If people generally drive at 60 miles per hour, then a crash test conducted at just 5 can’t tell us anything about car safety. A 5 mile per hour test is irrelevant to the way people drive in the real world. Likewise, claiming that withdrawal is “mild and self-limiting” based on short term studies that are irrelevant to the way these drugs are used in practice doesn’t tell us anything about the incidence or severity of psychiatric drug withdrawal.
How relapse prevention studies conflate ‘relapse’ and ‘withdrawal’
Horwitzism: Misclassifying withdrawal symptoms as ‘relapse’ in order to argue that people need lifelong psychiatric drug treatment is a bit like saying that smokers who get anxious and irritable when they quit just need to keep smoking forever.
Many patients are told by their doctors that they must take psychiatric medications long term in order to prevent a ‘relapse’ of their underlying mental health condition. The evidence supporting this view comes from so called “relapse prevention studies”. Unfortunately, these studies are completely useless. This is because most of them make no effort to distinguish between ‘relapse’ and withdrawal.
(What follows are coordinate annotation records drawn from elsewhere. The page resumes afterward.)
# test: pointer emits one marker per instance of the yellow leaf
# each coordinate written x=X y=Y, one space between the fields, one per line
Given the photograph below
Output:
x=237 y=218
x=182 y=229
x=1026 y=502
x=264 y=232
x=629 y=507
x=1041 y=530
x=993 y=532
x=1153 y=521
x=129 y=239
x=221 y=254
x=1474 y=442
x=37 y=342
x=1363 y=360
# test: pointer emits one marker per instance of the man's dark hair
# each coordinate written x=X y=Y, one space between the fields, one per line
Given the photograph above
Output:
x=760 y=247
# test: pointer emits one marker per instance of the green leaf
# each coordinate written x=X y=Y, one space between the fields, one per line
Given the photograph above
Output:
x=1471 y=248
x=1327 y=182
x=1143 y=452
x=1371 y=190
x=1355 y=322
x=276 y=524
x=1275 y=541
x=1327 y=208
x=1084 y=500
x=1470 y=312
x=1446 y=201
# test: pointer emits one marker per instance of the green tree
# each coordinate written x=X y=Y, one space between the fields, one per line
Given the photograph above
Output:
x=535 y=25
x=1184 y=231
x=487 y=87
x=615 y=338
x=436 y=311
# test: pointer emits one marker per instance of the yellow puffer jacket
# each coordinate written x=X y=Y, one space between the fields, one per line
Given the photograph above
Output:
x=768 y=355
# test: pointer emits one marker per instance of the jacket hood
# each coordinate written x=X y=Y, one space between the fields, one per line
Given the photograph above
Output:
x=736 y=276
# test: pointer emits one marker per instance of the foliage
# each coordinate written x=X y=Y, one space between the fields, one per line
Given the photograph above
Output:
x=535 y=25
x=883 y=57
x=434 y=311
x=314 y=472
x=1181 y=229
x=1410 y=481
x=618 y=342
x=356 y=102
Relapse prevention studies are conducted by dividing patients taking psychiatric drugs into two groups. One group continues their medication as usual. The second group has their medication abruptly replaced with a placebo. Any deterioration in the placebo group is then treated as evidence of ‘relapse’ and used to justify what is often lifelong psychiatric drug treatment. Check out this helpful video from Dr Josef Witt Doerring, in which he breaks down the problems with relapse prevention studies.
Abruptly discontinuing a psychiatric drug is very likely to cause withdrawal symptoms, particularly if it has been taken for many years. Some withdrawal effects, such as brain zaps, digestive problems and blurred vision, aren’t typically regarded as symptoms of any underlying mental health diagnosis. However, withdrawal symptoms like anxiety, depression and panic can closely mimic those of a mental health condition. Nonetheless, researchers conducting relapse prevention studies usually fail to distinguish between symptoms caused by withdrawal and those attributable to ‘relapse’. In relation to antidepressants, Dr Horowitz summarises the evidence as follows:
In these discontinuation studies people have their antidepressants stopped abruptly, or rapidly, making withdrawal symptoms very likely, and little effort is made to measure withdrawal symptoms or distinguish them from relapse. We conclude that there is currently no robust evidence for the relapse prevention properties of antidepressants, and current guidance might need to be re-evaluated.
When people quit smoking, they often experience symptoms like irritability and anxiety as a result of nicotine withdrawal. But doctors never advise people to keep smoking on the basis that cigarettes are preventing a ‘relapse’ of anxiety or irritability. We understand that these are withdrawal symptoms caused by physical dependence on nicotine, not a reemergence of an underlying anxiety disorder that was being helpfully corrected by smoking.
In the same way, when people abruptly stop taking psychiatric medications they are likely to experience withdrawal symptoms. But this is evidence of physical dependence on the drug, not proof that psychiatric medications are correcting or controlling an underlying mental health condition. In both cases, the solution is to minimise withdrawal symptoms by reducing the dependence forming substance in a gradual and tolerable way, not to conclude that it is essential and must be taken on a permanent basis.
Given that we have known for decades that abrupt cessation of psychiatric drugs can cause withdrawal symptoms, it's frankly astonishing that researchers conducting relapse prevention studies have failed to take withdrawal into consideration. As a result, most of the literature on this subject just isn’t worth the paper it’s written on.